Over the course of the last 18 months, optimization of defoamer use continued to meet the Mill targets. It was evident to the Mill that the critical defoamer feed points had to be measured and controlled. A feed system complete with variable speed pumps, interchangeable heads and magmeters for flow measurement was installed. The magmeters frequently read incorrectly or not at all and another measuring element was needed to get "closed-loop" control of the defoamer feed. In the interim the pump speed and defoamer flows were constantly measured and targets based on pump speed were noted. These were edited every time smaller pump heads were installed as defoamer flows were reduced. This measurement made it easier to determine kg per tonne targets for future use.

 

In mid 2004, the Mill trialled Coriolis meters to measure defoamer flows. The unit trialled had a totalizer function which allowed a comparison between measured flows over time to the volume collected in a container over that same time period. The results were consistently within 5% and the Mill replaced the magmeters for Coriolis meters on all critical defoamer feeds. This allowed closed loop control of the defoamer such that defoamer use targets in kg per tonne were used for each critical addition point. The defoamer flow now varied with production rate. The operator has the option to run his own flow set-point in the event of upset plant conditions but the defoamer flow controllers will track the target flowrate when not in remote control.

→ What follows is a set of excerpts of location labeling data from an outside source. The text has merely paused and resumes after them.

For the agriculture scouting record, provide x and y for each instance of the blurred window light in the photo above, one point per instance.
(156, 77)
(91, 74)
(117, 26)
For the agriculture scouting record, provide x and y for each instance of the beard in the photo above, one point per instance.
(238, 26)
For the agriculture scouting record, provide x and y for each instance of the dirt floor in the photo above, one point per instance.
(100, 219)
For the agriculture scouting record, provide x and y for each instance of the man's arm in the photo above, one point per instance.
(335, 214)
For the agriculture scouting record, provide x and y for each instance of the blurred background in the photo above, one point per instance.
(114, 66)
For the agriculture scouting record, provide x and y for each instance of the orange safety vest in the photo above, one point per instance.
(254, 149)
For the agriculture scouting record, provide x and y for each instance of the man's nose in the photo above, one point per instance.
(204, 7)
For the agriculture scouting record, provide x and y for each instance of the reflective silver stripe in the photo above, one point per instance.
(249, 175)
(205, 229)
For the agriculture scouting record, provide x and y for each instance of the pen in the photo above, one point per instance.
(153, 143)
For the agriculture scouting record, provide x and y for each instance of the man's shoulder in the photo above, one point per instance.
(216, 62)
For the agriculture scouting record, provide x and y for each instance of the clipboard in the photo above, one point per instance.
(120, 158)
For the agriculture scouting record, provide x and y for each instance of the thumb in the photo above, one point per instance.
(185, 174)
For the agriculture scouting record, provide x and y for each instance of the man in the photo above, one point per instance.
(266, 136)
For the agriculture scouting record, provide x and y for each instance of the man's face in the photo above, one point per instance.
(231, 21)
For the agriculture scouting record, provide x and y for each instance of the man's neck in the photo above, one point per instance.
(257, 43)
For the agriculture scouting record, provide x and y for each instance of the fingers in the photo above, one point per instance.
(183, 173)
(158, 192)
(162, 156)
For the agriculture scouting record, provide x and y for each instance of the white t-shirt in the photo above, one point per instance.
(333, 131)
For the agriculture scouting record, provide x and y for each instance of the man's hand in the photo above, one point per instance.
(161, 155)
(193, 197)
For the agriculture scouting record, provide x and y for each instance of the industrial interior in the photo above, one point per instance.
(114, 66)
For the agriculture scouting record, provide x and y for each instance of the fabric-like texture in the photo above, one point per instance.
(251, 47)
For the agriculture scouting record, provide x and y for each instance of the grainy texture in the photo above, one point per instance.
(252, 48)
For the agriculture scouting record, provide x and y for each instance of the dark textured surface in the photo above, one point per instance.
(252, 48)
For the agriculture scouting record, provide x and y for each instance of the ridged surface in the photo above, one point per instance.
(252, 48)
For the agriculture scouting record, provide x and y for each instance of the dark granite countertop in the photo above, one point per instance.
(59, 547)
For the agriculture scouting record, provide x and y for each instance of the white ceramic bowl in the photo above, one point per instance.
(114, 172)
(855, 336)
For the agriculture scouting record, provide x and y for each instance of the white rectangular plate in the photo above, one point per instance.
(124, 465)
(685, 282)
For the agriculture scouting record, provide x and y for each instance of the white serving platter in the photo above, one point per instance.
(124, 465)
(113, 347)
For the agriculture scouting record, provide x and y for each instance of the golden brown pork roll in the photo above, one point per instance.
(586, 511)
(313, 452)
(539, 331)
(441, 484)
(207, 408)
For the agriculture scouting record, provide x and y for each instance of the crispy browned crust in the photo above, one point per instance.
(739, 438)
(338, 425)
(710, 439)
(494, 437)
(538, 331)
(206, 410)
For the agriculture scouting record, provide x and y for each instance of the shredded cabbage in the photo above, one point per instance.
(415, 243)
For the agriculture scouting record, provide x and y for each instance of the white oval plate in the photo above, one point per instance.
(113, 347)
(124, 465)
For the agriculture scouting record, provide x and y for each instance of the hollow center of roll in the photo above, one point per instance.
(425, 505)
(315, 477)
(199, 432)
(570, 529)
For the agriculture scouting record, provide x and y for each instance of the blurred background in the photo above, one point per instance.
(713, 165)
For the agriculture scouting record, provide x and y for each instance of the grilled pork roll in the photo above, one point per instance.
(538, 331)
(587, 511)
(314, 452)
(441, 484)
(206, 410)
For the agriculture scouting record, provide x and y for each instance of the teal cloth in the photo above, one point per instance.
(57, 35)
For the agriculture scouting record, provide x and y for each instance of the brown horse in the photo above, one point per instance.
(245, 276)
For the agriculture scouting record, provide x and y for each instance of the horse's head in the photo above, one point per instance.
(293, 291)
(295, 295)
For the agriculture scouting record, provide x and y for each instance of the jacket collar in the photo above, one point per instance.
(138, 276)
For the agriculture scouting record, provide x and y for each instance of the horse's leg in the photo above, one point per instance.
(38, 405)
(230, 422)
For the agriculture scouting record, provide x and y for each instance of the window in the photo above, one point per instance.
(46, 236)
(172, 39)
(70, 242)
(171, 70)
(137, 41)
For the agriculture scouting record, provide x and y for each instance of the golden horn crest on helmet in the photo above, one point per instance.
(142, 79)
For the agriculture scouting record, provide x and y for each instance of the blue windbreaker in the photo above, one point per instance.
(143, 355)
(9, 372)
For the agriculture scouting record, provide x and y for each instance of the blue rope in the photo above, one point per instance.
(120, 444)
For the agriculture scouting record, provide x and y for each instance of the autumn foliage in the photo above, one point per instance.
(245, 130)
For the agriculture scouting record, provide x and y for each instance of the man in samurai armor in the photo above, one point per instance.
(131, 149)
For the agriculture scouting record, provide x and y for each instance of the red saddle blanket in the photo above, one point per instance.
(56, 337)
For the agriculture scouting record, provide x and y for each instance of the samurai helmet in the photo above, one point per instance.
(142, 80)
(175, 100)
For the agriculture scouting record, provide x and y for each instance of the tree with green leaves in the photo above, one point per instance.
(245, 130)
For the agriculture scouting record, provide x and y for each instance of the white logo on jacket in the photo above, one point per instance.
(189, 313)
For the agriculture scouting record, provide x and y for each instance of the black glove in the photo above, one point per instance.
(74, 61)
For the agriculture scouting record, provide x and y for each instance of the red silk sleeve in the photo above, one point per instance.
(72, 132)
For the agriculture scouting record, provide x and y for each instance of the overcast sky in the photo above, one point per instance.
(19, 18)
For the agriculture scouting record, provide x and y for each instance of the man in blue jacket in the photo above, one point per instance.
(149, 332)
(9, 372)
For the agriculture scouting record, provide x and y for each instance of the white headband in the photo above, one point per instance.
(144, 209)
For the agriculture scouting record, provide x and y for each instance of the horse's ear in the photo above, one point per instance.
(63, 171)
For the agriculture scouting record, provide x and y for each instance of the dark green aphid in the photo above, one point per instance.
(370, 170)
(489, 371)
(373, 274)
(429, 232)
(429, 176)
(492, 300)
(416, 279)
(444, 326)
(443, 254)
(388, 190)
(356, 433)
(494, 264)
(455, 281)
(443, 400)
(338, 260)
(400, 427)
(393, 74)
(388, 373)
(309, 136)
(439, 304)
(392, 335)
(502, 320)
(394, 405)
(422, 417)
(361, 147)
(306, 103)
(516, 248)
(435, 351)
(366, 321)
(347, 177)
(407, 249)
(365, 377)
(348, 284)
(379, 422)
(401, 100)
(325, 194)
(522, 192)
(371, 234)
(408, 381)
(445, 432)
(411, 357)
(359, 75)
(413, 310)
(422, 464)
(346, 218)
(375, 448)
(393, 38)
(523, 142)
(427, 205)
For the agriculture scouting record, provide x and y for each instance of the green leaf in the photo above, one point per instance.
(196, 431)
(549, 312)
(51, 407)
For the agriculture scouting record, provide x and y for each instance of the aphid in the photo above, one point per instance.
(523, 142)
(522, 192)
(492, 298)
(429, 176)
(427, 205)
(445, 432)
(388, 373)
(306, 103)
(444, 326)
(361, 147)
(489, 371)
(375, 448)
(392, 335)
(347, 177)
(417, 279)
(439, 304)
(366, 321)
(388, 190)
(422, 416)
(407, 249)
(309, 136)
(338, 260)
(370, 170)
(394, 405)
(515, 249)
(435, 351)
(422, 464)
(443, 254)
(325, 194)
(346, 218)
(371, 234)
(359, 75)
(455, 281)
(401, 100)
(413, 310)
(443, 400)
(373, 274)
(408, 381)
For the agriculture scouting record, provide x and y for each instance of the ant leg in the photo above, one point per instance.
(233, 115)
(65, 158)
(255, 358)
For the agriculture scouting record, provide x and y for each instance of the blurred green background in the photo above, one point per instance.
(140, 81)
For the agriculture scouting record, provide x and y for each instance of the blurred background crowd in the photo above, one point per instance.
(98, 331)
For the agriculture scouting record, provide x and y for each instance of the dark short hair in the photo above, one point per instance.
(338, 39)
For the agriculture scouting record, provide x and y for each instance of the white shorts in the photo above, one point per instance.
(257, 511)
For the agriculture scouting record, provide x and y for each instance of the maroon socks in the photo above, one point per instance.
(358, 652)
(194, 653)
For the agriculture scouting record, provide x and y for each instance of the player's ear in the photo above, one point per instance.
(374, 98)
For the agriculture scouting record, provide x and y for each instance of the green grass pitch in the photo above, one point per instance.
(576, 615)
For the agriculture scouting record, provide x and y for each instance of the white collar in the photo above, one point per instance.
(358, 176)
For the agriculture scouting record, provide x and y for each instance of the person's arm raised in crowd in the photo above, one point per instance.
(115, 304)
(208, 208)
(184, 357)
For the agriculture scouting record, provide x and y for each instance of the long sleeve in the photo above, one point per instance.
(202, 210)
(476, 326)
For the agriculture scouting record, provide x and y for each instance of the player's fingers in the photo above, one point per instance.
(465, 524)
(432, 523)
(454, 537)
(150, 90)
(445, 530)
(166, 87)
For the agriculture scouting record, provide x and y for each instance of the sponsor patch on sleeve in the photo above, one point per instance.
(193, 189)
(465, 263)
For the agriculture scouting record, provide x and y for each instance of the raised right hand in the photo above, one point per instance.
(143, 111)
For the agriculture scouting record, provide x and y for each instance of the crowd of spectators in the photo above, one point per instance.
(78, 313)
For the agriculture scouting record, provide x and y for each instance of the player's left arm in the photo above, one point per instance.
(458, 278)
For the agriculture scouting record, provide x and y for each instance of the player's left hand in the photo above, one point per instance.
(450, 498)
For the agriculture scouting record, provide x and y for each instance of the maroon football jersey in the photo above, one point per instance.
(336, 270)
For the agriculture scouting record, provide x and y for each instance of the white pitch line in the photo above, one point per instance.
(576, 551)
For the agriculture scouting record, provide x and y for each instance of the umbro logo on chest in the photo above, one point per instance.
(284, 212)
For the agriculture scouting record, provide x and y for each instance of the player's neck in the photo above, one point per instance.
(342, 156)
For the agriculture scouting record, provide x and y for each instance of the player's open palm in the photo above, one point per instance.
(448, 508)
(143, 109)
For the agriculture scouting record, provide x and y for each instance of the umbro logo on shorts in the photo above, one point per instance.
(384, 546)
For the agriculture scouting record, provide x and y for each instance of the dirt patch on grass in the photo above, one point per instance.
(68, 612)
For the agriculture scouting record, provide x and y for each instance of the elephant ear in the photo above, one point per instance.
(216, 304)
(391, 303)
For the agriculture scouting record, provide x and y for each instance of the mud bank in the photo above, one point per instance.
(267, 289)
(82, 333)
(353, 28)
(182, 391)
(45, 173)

The result of closed loop control using the New Technology Siloxane defoamer is shown in the graphs below.

Bowater graph 1

Bowater graph 2

The Mill finally met all criterions for the switchover to the New Siloxane Technology defoamer and where high quality bleached pulp is produced at any given time without unnecessary downtime because of boil-outs to cleaners etc. This technology was developed to meet the demands of the pulp industry and to offer economic advantages and embraces all aspects of the environment. The overall defoamer dosage has been reduced to less than 0,30 kg/tonne of pulp produced. The return on investment should be focused on defoamer and pitch control programme reductions that were only possible because of this leading defoamer/pulp washing technology. Overall return on investment for the mill was approximately $800K in defoamer and pitch dispersant savings, while improving system cleanliness.